Functions, Decorators & Lambdas

When to use

Name reusable behaviour; wrap with cross-cutting concerns; pass a small inline callback.

Analogy

A function is a recipe card; decorator is a laminator that adds ‘gluten-free’ or ‘spicy’ to the card; lambda is a sticky note for a one-liner.

Data-flow diagram

  @trace
  def add(a,b): return a+b

  becomes: add = trace(add)
  call add(2,3) -> wrapper prints CALL -> add(2,3) -> 5

Deep explanation

Functions are first-class: assignable, passable, returnable. Decorators wrap a function (stacking @a @b def f applies bottom-up). @functools.wraps(func) preserves __name__/__doc__ - always use it. Lambdas are restricted to one expression for throwaway callbacks.

Examples

Example 1

def greet(name):
    return f'Hello, {name}'
print(greet('Ada'))

simplest def; positional arg.

Example 2

import functools
def trace(func):
    @functools.wraps(func)
    def wrapper(*args, **kwargs):
        print(f'CALL {func.__name__}')
        return func(*args, **kwargs)
    return wrapper

@trace
def add(a, b): return a + b

decorator with *args, **kwargs; @functools.wraps keeps metadata.

Example 3

tickets = [('hi',1),('low',5),('med',3)]
print(sorted(tickets, key=lambda t: t[1]))

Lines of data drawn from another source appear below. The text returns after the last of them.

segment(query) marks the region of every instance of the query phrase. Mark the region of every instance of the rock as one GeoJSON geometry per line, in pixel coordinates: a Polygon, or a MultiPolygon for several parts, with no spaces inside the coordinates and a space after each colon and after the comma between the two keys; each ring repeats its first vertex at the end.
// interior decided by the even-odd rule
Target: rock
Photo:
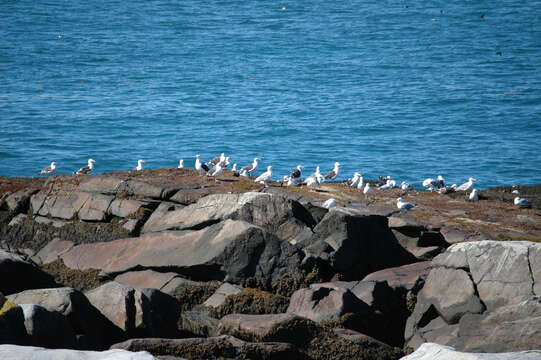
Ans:
{"type": "Polygon", "coordinates": [[[211,313],[216,318],[229,314],[278,314],[284,313],[289,305],[289,298],[259,289],[243,289],[237,294],[228,295],[223,304],[211,313]]]}
{"type": "Polygon", "coordinates": [[[78,347],[103,349],[121,338],[117,328],[88,299],[72,288],[27,290],[8,296],[16,304],[36,304],[57,311],[70,322],[78,338],[78,347]]]}
{"type": "Polygon", "coordinates": [[[0,358],[3,360],[39,359],[39,360],[156,360],[146,351],[113,349],[107,351],[78,351],[66,349],[44,349],[33,346],[0,345],[0,358]]]}
{"type": "Polygon", "coordinates": [[[463,351],[492,353],[538,349],[541,344],[541,297],[503,306],[488,314],[466,314],[460,319],[458,333],[452,343],[463,351]]]}
{"type": "Polygon", "coordinates": [[[148,183],[136,179],[121,179],[106,175],[86,177],[79,185],[79,190],[108,195],[123,193],[132,196],[167,200],[178,191],[178,186],[174,184],[148,183]]]}
{"type": "Polygon", "coordinates": [[[158,289],[175,296],[183,289],[202,283],[180,277],[177,273],[161,273],[154,270],[130,271],[118,275],[116,282],[129,285],[137,290],[146,288],[158,289]]]}
{"type": "Polygon", "coordinates": [[[138,337],[178,337],[177,324],[180,304],[172,297],[156,289],[143,289],[135,293],[136,335],[138,337]],[[141,310],[139,310],[141,309],[141,310]]]}
{"type": "Polygon", "coordinates": [[[386,281],[333,281],[310,285],[310,289],[342,289],[350,290],[359,300],[368,306],[381,308],[394,296],[386,281]]]}
{"type": "Polygon", "coordinates": [[[9,222],[8,226],[15,226],[15,225],[21,225],[24,220],[28,219],[28,215],[26,214],[19,214],[15,216],[11,221],[9,222]]]}
{"type": "Polygon", "coordinates": [[[449,247],[434,258],[417,295],[406,324],[407,345],[416,348],[428,341],[459,350],[528,349],[523,340],[512,340],[518,331],[529,333],[518,338],[541,343],[533,315],[541,311],[541,304],[531,300],[539,295],[535,284],[541,274],[540,254],[540,244],[524,241],[449,247]]]}
{"type": "Polygon", "coordinates": [[[104,221],[109,205],[114,197],[102,194],[92,194],[78,211],[77,216],[84,221],[104,221]]]}
{"type": "Polygon", "coordinates": [[[166,231],[107,243],[82,244],[61,258],[70,268],[119,274],[134,268],[171,269],[201,280],[271,280],[298,269],[303,254],[263,229],[226,220],[189,232],[166,231]]]}
{"type": "Polygon", "coordinates": [[[39,264],[47,264],[58,259],[58,257],[70,250],[75,244],[71,241],[62,240],[60,238],[54,238],[53,241],[45,245],[36,255],[32,257],[32,260],[39,264]]]}
{"type": "MultiPolygon", "coordinates": [[[[113,324],[127,333],[135,329],[135,289],[114,281],[85,293],[88,301],[113,324]]],[[[141,314],[139,314],[141,317],[141,314]]]]}
{"type": "Polygon", "coordinates": [[[27,188],[14,192],[6,198],[6,205],[13,214],[26,213],[30,203],[30,197],[37,193],[39,189],[27,188]]]}
{"type": "Polygon", "coordinates": [[[541,351],[530,350],[506,353],[466,353],[456,351],[450,346],[425,343],[417,351],[403,357],[402,360],[537,360],[541,351]]]}
{"type": "Polygon", "coordinates": [[[244,220],[276,234],[281,239],[294,239],[315,222],[298,202],[264,193],[214,194],[160,219],[145,224],[143,232],[202,229],[225,219],[244,220]]]}
{"type": "Polygon", "coordinates": [[[155,224],[159,223],[161,221],[161,219],[165,215],[167,215],[169,212],[177,211],[177,210],[180,210],[180,209],[182,209],[184,207],[185,207],[184,205],[175,204],[175,203],[169,202],[169,201],[160,202],[160,205],[158,205],[158,207],[152,212],[152,214],[150,215],[150,217],[146,221],[145,227],[147,229],[153,228],[155,226],[155,224]]]}
{"type": "Polygon", "coordinates": [[[405,290],[411,290],[420,281],[424,282],[424,279],[426,279],[430,272],[431,264],[430,261],[421,261],[379,270],[366,275],[363,281],[386,281],[393,289],[403,288],[405,290]]]}
{"type": "Polygon", "coordinates": [[[138,224],[139,220],[129,219],[124,224],[122,224],[122,228],[126,230],[130,235],[135,235],[138,224]]]}
{"type": "Polygon", "coordinates": [[[30,341],[23,309],[13,303],[4,304],[0,310],[0,344],[30,345],[30,341]]]}
{"type": "Polygon", "coordinates": [[[242,288],[240,288],[238,286],[231,285],[229,283],[224,283],[224,284],[222,284],[222,286],[220,286],[216,290],[216,292],[211,297],[209,297],[203,303],[203,305],[211,306],[211,307],[218,307],[218,306],[222,305],[225,302],[225,298],[228,295],[238,294],[241,291],[242,291],[242,288]]]}
{"type": "Polygon", "coordinates": [[[338,320],[346,313],[366,313],[368,305],[349,289],[322,285],[295,291],[291,296],[287,312],[321,322],[338,320]]]}
{"type": "MultiPolygon", "coordinates": [[[[24,314],[24,326],[30,345],[47,348],[74,348],[75,333],[66,317],[33,304],[19,305],[24,314]]],[[[0,353],[1,355],[1,353],[0,353]]]]}
{"type": "MultiPolygon", "coordinates": [[[[41,192],[37,193],[32,198],[37,197],[40,194],[41,192]]],[[[80,191],[51,195],[45,198],[43,205],[37,212],[34,208],[34,215],[73,220],[90,197],[91,194],[80,191]]]]}
{"type": "MultiPolygon", "coordinates": [[[[330,265],[345,275],[345,279],[359,279],[388,267],[417,261],[398,244],[387,227],[387,218],[364,215],[350,208],[332,208],[314,228],[315,242],[323,240],[330,246],[328,255],[305,251],[322,259],[328,257],[330,265]]],[[[323,248],[320,248],[323,250],[323,248]]]]}
{"type": "Polygon", "coordinates": [[[57,286],[52,276],[21,256],[4,250],[0,250],[0,278],[0,292],[5,295],[57,286]]]}
{"type": "Polygon", "coordinates": [[[183,311],[180,314],[179,330],[193,336],[216,336],[219,320],[212,317],[208,310],[183,311]]]}
{"type": "Polygon", "coordinates": [[[129,199],[114,199],[109,206],[112,215],[121,218],[135,217],[139,209],[146,205],[145,202],[129,199]]]}
{"type": "Polygon", "coordinates": [[[284,341],[292,333],[305,331],[306,320],[294,314],[224,316],[218,326],[218,334],[232,335],[247,341],[284,341]]]}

lambda as standard key= callback.

Common mistake

Writing a decorator without @functools.wraps(func) - the wrapped function loses its __name__, breaking debuggers, Sentry fingerprinting, OpenAPI schemas. Always @wraps(func).

Key takeaway

Default to def; lambdas only for key=/value= callbacks; @functools.wraps on every decorator; prefer *args, **kwargs forwarding.